Flu affecting local community
Published 2:32 pm Wednesday, January 31, 2018
By Beth Alston
AMERICUS — Flu season is taking its toll all over the nation, resulting in deaths and serious illness. The contagious disease is also wreaking havoc in the local population, over-crowding hospitals and clinics and resulting in absenteeism in schools and at workplaces.
Torrance Choates, Ed.D., superintendent of Sumter County Schools, told the Times-Recorder that the school system has experienced some bouts with children having the flu.
“It is very tough having to manage attendance when we are dealing with sickness such as the flu,” he said. “Some of the things we are doing to manage the spread of germs to minimize others getting sick is to make sure that things are clean and sanitized. It seems that each year the battle against the flu gets tougher. I have seen some people take the flu vaccination and get sick and some who have never taken the flu vaccination and not get sick. That just shows the complexity of the various flu strands.”
Southland Academy Headmaster Ty Kinslow the school has had some students and teachers absent with the flu, “but not in mass droves.”
“We’re trying to do everything precautionary and cleaning with Clorox wipes,” he added. “It’s come and gone. A few days have been like normal days this time of the year. We’re fortunate that we haven’t had tons out like some other schools.”
Phoebe Sumter Medical Center has been busy with flu patients. The number of confirmed tests for in-house and emergency department patients at Phoebe Sumter combined for the month of January 2018, as of 8 a.m. Jan. 29, is 130 positives compared to 16 positives for the entire month of January 2017.
Phoebe physicians are offering extended hours at multiple offices to meet the increased demand as the flu outbreak in southwest Georgia continues to worsen. All Phoebe Physicians Primary Care offices are accepting walk-in patients who do not have scheduled appointments. The following offices also are open from 9 a.m.-1 p.m. Saturdays and Sundays and will extend their hours until 7 p.m. on Tuesdays and Thursdays.
The extended hours include Phoebe Primary Care at Northwest, Phoebe Primary Care of Albany, Phoebe Primary Care at Medical Tower One, all in Albany; Phoebe Primary Care & Sports Medicine of Americus, 922 E. Jefferson St., Suite A & B in Americus.

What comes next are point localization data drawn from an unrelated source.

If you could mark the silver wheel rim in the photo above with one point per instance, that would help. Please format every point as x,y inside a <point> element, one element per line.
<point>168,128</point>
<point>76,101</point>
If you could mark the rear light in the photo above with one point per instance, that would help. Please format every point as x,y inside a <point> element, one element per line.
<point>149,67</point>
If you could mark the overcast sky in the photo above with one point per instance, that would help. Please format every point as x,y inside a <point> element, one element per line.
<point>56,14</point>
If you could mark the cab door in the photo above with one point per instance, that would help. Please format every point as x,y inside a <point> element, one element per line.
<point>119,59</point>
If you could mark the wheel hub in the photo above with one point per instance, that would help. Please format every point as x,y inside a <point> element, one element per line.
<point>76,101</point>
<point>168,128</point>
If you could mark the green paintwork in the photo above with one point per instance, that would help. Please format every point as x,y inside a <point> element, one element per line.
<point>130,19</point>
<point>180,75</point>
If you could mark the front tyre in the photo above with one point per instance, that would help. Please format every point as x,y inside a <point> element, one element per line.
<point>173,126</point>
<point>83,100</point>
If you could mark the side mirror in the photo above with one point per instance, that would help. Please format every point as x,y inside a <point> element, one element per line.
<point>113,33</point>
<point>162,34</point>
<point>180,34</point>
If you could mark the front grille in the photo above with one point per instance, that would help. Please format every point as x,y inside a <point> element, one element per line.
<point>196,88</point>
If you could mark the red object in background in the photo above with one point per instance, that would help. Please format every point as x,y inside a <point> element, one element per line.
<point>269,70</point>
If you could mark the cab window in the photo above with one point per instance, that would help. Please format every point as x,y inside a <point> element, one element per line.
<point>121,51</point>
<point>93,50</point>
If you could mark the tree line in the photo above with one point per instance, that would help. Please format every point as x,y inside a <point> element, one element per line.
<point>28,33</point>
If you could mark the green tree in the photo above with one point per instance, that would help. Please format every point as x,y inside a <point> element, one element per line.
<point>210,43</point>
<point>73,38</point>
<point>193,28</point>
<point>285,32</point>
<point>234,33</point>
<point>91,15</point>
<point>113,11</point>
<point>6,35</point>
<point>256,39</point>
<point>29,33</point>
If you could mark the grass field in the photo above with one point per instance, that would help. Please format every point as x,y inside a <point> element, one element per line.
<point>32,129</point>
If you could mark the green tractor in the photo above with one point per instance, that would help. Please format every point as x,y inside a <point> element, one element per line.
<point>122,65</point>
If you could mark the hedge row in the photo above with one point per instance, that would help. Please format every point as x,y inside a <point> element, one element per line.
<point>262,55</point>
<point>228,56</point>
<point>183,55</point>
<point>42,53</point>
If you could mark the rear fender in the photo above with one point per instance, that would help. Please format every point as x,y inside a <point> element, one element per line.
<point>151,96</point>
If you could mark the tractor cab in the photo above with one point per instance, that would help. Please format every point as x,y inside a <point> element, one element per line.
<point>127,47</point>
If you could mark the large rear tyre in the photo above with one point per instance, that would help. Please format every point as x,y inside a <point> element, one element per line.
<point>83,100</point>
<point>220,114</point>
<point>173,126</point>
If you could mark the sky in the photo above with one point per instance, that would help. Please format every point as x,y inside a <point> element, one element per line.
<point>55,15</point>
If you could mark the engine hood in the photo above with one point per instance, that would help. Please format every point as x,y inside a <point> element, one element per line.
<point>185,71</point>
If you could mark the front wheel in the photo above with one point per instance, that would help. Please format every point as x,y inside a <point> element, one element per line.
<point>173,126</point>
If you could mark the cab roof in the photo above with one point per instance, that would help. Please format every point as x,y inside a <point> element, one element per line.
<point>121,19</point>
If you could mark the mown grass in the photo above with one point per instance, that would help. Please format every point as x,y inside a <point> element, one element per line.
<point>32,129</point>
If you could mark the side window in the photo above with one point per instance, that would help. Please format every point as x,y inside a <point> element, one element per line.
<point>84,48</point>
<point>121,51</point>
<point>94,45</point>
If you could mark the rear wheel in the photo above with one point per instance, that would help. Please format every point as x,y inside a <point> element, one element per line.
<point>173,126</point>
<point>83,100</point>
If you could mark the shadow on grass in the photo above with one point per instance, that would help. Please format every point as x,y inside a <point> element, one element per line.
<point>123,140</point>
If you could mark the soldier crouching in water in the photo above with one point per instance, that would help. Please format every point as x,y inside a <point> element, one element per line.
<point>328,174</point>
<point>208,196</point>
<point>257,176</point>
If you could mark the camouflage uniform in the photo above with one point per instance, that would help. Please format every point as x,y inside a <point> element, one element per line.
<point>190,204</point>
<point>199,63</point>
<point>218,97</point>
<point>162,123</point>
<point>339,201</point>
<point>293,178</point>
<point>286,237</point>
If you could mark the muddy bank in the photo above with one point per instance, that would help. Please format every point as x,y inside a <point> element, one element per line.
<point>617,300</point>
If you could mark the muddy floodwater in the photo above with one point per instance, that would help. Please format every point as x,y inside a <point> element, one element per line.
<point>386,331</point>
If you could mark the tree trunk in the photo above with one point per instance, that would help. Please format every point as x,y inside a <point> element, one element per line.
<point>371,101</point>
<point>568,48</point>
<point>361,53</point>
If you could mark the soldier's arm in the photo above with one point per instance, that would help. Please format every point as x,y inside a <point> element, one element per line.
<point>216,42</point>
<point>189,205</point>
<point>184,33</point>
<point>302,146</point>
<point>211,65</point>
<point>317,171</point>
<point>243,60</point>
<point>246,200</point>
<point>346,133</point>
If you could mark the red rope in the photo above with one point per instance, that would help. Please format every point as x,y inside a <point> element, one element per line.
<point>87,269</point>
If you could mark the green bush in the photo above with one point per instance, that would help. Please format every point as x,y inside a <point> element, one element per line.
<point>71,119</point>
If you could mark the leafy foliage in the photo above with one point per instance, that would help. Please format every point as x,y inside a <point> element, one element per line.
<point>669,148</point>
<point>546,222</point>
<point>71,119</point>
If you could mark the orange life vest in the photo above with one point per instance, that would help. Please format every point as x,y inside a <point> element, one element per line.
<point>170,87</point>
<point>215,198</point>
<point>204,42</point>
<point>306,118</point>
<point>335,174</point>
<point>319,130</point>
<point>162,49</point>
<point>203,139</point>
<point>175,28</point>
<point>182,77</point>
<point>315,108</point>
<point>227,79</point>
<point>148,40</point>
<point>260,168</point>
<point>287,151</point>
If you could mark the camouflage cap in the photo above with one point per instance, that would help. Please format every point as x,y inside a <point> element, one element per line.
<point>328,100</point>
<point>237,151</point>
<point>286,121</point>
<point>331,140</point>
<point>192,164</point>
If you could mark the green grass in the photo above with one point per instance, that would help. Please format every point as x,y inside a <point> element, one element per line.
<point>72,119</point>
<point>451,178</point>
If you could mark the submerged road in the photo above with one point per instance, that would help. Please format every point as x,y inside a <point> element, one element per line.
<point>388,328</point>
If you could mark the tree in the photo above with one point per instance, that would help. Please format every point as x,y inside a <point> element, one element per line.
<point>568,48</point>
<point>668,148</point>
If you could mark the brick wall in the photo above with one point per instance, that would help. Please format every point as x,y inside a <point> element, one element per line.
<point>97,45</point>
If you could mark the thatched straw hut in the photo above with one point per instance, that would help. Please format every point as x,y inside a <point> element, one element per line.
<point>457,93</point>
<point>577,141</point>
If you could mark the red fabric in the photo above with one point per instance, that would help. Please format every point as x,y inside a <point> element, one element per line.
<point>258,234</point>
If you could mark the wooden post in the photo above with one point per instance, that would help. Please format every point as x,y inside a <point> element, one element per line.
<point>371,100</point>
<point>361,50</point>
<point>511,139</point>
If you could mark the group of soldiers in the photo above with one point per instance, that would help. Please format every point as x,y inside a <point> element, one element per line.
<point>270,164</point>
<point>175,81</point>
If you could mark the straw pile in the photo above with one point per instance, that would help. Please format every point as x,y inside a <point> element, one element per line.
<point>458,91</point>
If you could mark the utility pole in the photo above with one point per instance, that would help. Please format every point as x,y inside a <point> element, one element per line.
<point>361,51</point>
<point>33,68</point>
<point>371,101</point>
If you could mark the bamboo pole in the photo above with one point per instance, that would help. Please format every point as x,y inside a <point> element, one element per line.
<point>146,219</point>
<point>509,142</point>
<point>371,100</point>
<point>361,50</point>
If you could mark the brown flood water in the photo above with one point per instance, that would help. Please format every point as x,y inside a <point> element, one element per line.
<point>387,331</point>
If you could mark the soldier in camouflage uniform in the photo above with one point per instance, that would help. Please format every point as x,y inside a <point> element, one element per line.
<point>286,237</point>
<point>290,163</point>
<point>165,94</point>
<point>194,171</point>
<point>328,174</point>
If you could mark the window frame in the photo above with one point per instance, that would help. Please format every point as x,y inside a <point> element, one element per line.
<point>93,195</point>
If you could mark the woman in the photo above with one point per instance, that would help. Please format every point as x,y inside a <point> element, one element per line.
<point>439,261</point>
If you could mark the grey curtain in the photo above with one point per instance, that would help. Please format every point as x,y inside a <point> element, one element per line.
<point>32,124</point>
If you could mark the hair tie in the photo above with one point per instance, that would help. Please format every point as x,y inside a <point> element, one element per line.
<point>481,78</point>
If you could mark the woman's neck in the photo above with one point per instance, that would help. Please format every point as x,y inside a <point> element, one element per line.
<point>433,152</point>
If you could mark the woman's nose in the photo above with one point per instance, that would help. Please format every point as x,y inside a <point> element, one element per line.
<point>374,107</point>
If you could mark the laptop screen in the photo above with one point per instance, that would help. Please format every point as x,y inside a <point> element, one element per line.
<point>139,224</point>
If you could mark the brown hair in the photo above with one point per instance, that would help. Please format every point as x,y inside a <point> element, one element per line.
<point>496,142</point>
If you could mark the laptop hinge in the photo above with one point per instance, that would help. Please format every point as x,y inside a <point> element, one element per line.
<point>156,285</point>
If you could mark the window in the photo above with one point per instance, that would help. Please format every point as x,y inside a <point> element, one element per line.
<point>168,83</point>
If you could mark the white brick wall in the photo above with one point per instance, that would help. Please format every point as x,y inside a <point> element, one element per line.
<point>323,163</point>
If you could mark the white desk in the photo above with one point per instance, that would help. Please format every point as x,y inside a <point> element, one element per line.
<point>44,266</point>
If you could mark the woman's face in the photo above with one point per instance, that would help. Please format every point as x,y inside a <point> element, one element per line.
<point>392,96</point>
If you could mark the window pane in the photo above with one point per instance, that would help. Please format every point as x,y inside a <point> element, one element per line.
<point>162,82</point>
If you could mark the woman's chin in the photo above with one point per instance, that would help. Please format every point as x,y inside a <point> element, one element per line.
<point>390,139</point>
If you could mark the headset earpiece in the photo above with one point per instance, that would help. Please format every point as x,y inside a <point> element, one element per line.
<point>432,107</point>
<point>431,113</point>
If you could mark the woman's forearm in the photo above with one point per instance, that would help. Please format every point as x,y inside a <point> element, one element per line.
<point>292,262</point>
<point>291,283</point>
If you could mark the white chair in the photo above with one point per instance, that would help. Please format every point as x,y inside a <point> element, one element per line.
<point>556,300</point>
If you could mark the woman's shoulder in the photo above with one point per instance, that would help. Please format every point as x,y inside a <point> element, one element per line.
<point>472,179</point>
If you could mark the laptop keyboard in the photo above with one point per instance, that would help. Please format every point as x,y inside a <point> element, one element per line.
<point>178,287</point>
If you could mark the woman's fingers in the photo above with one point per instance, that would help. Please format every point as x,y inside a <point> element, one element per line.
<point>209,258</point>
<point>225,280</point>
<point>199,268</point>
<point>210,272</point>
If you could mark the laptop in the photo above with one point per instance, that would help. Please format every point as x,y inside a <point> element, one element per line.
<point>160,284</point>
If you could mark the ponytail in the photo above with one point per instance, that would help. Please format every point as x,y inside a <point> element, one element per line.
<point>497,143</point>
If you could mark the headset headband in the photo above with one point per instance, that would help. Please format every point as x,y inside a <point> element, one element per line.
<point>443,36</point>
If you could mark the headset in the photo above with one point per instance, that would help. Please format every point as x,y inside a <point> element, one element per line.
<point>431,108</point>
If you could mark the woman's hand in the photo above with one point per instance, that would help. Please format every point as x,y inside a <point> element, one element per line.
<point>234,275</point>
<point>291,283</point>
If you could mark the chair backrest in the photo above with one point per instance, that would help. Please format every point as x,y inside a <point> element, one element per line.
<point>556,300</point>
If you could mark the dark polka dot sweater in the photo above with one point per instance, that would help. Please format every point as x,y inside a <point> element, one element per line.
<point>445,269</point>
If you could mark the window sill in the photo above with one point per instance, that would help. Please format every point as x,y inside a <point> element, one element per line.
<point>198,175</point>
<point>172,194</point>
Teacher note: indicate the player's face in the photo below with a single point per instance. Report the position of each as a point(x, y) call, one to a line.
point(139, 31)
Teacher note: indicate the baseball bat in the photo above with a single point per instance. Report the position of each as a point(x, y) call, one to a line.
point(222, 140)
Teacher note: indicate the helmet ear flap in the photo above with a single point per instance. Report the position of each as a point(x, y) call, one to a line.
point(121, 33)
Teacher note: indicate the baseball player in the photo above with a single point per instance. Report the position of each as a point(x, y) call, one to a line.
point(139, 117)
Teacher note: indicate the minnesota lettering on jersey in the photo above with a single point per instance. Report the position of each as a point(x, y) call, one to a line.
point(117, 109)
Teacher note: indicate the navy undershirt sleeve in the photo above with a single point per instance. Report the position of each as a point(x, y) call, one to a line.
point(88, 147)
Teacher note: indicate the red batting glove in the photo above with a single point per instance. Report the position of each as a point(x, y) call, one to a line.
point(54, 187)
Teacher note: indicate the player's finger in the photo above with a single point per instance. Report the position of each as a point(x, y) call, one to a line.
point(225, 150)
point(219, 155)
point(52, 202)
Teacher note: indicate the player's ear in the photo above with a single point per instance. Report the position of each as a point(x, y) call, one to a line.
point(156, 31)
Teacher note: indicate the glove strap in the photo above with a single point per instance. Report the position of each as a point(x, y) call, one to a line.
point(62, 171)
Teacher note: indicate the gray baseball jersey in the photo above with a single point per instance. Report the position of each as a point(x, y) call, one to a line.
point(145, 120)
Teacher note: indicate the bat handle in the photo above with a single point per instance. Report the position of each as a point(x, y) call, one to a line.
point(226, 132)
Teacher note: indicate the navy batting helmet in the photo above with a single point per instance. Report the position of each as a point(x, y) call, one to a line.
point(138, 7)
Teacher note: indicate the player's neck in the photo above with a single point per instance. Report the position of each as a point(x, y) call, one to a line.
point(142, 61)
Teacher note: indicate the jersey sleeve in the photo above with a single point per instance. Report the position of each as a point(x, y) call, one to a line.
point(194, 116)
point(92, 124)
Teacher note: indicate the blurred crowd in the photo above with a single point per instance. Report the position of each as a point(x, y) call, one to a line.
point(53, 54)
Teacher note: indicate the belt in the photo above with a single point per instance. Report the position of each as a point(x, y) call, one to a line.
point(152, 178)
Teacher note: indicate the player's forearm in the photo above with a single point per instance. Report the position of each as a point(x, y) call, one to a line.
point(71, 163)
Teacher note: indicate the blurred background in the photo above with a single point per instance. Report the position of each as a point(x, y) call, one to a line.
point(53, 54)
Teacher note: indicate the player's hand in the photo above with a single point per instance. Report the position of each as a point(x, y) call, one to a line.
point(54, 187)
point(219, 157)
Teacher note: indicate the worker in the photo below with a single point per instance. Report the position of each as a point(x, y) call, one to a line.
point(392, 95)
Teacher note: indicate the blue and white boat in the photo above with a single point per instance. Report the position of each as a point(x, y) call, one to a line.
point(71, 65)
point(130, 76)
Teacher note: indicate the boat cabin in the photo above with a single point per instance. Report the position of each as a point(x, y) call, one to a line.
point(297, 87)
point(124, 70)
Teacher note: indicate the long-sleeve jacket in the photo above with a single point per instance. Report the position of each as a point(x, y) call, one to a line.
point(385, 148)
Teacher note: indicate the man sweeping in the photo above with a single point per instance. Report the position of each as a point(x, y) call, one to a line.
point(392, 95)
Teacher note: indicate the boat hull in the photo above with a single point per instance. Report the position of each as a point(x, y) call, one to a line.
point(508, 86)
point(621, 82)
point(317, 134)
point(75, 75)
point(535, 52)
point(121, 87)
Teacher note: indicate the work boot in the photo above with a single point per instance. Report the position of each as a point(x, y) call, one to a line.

These extended hours will run through at least Feb. 8 when needs will be reassessed.
Weekend hours have also been extended at the Community Care Clinic at 417 W. 4th Ave., directly across the street from the Phoebe Main Emergency Center, Albany. Patients accepted at the clinic from 9 a.m.-9 p.m. seven days a week through the month of February.
As the flu epidemic continues to sweep through South Georgia, it is still not too late to get a flu shot. The vaccine offers your best protection against the flu, according to medical professionals.
Luneda Brown, RN, county nurse manager, Sumter County Health Department, urges everyone to stay healthy this flu season. She advises to follow your private physican’s orders if you are diagnosed with the flu or have flu-like symptoms.
And everyone can help stop the spread of illness and flu by washing their hands frequently and covering their mouth with a tissue when coughing or sneezing. If no tissue is available, people should cough or sneeze into their upper sleeve or elbow, not their hands. When washing your hands, do so for at least 20 seconds with warm water and soap. And if soap and water aren’t available, use an alcohol-based hand rub.
“If you or someone with you has symptoms of the flu — fever, fatigue, body aches/chills, cough, sore throat — please ask for a mask at check-in at the health department,” Brown advises.